While I lay in a tent in FIRE´s camp in Haiti I remember one of the first popular songs that changed social consciousness  regarding violence against women, at a time when the subject was a well-known secret and there was no political, social and cultural acknowledgement of violence against women as a violation of the human rights of women.

“My name is Luka” came out the hit parade around the end of the eighties of the last century. In a soft voice, almost whispering, Luka tells us that she is the neighbor who lives upstairs and if you hear her moaning and aching, you may not know exactly what is happening, but you can imagine.

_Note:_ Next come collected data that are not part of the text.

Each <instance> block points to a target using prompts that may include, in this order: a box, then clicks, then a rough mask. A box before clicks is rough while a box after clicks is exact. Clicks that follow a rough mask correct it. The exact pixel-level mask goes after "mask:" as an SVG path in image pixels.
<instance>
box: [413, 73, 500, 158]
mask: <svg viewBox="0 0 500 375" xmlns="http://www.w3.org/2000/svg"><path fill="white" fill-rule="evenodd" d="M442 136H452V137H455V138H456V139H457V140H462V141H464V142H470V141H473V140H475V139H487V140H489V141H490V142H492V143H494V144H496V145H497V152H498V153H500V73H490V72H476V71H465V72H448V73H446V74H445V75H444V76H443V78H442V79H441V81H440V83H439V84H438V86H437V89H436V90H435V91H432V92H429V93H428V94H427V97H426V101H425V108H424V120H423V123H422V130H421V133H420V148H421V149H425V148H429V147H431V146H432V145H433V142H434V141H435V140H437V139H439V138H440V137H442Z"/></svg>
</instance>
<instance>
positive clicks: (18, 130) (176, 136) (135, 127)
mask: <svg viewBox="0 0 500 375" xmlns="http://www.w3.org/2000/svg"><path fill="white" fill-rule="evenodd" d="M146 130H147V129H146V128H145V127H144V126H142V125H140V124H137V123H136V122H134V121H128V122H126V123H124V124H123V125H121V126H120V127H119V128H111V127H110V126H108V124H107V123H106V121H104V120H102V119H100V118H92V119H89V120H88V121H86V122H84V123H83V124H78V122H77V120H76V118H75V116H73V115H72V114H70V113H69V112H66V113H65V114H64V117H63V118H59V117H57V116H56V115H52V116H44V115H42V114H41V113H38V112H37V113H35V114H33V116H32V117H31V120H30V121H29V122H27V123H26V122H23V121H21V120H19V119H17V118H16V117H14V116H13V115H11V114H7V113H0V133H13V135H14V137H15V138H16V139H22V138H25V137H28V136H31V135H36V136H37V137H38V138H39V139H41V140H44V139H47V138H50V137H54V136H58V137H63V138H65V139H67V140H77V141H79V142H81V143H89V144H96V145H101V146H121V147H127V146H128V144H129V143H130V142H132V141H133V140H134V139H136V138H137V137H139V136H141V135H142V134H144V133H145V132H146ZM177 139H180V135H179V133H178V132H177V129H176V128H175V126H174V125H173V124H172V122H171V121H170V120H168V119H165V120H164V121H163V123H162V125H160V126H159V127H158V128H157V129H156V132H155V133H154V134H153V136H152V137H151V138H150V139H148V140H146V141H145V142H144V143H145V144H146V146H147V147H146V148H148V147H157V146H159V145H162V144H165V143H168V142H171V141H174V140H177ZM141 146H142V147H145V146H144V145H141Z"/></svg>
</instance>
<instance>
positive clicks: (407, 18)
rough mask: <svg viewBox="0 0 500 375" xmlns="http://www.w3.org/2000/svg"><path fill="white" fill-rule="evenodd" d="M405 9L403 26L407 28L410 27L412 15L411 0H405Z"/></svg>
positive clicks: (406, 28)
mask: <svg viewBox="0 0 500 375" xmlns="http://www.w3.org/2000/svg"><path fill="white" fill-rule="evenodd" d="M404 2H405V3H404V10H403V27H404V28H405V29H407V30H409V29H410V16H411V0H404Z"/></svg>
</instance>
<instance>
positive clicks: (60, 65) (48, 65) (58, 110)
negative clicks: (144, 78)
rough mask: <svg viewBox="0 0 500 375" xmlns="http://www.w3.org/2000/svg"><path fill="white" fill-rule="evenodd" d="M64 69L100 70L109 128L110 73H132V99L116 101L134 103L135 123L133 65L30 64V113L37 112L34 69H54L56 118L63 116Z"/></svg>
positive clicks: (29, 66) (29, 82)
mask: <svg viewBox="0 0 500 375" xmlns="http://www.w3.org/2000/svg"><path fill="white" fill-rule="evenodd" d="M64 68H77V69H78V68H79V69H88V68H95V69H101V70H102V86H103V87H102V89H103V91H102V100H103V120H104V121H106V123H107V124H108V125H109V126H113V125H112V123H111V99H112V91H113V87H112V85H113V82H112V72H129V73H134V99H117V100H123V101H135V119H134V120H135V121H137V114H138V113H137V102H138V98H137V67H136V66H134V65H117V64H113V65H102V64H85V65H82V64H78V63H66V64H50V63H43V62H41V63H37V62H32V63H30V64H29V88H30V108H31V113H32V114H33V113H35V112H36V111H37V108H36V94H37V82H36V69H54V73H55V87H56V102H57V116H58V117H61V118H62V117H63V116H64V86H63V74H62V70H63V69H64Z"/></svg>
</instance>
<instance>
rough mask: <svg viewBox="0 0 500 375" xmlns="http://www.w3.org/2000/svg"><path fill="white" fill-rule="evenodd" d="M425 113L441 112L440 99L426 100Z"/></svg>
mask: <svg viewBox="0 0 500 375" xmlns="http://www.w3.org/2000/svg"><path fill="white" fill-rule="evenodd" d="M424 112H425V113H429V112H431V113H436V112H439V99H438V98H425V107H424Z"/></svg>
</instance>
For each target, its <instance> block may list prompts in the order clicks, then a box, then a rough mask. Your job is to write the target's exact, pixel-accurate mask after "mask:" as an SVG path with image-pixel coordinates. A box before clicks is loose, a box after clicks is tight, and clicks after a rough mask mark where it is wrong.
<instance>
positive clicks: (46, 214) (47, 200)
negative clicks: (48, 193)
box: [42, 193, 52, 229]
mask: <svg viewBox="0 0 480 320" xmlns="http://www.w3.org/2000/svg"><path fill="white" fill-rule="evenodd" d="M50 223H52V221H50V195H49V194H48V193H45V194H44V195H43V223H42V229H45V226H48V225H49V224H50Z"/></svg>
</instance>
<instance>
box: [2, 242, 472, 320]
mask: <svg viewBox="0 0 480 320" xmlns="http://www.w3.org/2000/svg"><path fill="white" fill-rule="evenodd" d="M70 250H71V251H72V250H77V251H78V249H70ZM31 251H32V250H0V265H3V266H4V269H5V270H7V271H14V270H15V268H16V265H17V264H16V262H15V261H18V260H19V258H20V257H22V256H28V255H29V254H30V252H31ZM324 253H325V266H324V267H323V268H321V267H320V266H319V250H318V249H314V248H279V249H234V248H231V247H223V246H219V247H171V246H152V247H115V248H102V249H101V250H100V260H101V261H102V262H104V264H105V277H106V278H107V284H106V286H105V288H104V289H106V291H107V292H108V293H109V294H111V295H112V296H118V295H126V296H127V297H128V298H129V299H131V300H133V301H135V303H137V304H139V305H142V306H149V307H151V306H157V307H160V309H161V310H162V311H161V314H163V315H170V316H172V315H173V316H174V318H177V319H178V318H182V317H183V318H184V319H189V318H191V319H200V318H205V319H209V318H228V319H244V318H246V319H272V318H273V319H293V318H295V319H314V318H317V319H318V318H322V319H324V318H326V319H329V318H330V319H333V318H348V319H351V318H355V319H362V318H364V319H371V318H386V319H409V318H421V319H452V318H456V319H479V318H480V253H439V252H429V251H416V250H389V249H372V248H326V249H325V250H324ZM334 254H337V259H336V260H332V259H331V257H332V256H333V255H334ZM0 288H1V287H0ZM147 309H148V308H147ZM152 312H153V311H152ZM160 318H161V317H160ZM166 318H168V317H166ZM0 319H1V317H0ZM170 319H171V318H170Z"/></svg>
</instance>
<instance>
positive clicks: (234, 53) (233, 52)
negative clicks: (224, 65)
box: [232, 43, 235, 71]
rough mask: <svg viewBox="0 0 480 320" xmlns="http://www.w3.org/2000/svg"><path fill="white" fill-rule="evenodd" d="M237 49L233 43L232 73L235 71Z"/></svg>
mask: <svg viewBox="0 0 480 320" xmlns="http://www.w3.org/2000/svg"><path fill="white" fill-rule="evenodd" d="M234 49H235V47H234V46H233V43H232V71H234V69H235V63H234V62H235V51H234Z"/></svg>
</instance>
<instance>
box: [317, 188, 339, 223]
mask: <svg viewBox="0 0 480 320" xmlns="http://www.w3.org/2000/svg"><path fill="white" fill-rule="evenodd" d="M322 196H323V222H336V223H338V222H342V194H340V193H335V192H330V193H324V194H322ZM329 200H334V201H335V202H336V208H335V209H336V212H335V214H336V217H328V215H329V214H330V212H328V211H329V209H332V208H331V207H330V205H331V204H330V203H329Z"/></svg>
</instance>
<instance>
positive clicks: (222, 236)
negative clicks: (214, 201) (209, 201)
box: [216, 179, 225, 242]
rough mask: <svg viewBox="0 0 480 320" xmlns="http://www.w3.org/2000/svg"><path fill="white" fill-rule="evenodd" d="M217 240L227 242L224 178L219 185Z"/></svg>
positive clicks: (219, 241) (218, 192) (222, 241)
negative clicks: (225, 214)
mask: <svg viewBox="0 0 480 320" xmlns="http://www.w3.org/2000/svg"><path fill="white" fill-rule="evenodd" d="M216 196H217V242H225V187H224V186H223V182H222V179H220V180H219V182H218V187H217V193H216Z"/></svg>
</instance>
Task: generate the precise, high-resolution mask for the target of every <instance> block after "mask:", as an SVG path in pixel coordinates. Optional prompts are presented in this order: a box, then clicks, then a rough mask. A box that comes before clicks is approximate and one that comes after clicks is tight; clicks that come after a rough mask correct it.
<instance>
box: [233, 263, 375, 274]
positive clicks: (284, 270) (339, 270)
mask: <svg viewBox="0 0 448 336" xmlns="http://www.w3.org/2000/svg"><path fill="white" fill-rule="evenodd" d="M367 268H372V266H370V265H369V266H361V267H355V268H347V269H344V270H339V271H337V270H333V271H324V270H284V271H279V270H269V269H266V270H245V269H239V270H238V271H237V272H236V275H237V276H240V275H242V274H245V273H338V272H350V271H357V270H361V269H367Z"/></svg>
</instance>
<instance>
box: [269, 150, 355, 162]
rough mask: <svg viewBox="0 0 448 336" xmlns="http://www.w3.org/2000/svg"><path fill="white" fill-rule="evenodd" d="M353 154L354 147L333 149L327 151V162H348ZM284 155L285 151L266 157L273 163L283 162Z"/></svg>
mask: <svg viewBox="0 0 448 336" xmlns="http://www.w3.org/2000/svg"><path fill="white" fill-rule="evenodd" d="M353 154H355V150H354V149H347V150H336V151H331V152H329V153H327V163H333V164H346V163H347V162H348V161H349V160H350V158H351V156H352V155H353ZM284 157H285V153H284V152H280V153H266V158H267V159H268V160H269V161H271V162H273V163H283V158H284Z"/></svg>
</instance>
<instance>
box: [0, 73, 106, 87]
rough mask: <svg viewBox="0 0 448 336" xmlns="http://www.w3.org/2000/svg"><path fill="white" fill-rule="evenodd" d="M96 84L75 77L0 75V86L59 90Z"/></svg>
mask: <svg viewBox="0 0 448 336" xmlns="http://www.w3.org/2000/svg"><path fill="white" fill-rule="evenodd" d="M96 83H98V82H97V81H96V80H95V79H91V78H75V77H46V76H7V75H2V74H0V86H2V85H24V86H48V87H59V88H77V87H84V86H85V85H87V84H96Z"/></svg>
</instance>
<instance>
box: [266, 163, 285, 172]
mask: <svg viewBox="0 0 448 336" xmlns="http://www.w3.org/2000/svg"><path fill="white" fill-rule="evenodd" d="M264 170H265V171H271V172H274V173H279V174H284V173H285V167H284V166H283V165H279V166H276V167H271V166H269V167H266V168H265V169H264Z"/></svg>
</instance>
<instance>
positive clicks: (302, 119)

She changed many of us because she gave a voice to what was happening behind closed doors (in the privacy of homes), a voice that told the story with such deep-felt meaning that everyone one had to listen.

This is my third night in the camp in Port au Prince where we are developing the Feminist Solidarity Camp for communications. Solidarity with the Haitian people in the aftermath of the 12th of January earthquake, mourning with them regarding the more than 300,000 people who lost their lives and coverage of what was happening with women in Haiti has brought us here.

It is well-known that at this moment in Haiti’s history, violence against women is on a similar scale to the rest of the world: one in every three women. It is well-known too, that in times of natural disasters, there tends to be an increase in violence against women and girls.

Nobody knows for certain the extent to which this is happening in Haiti today because there are many stories but no official statements with names and places and no official data collected. Some reports tell of a woman who was rescued from the wreckage by a man who then raped her. Others tell about a teenager who was hiding in some rubble because she was alone and that some men came to loot the place and when they found her, they raped and killed her. An account tells of a woman carrying her bag of rice distributed by humanitarian agencies who was stopped by two men on a street – not only did they steal her bag but they also killed her.

Stories are being told everywhere. These are the cries in the silence. However in our neighboring camp there are other cries of silence. I hear them once again tonight. Then their voice fades into the murmur of responding muffled voices that ask for silence.

It is February, one o’clock in the morning and I’m sleeping in our tent at the edge of a large settlement of more than 1,000 people who, on 12th January,  lost their homes in the city in the earthquake.

A female voice moans in the dark of night. Immediately the murmur of cries of other people join in and their sounds rises and spreads like the ripples of the tremors. It continues and expands until it disappears while silence returns.

As with “Luka”, I do not know if the murmur of others want to silence her so that all can sleep, or if it supports her so that she can live and sleep in peace.

The cries in the silence are calls of distress. With the dawn of a new day, women’s pains are temporarily abated. Bit as njght falls again, it brings a new lament in a different part of the settlement. Once again some woman’s protest starts, the murmur erupts once more, then is followed by silence and another day dawns with my same concern every day: how will we know what is going on with regards to violence in the camas and whow to go about doing something about it.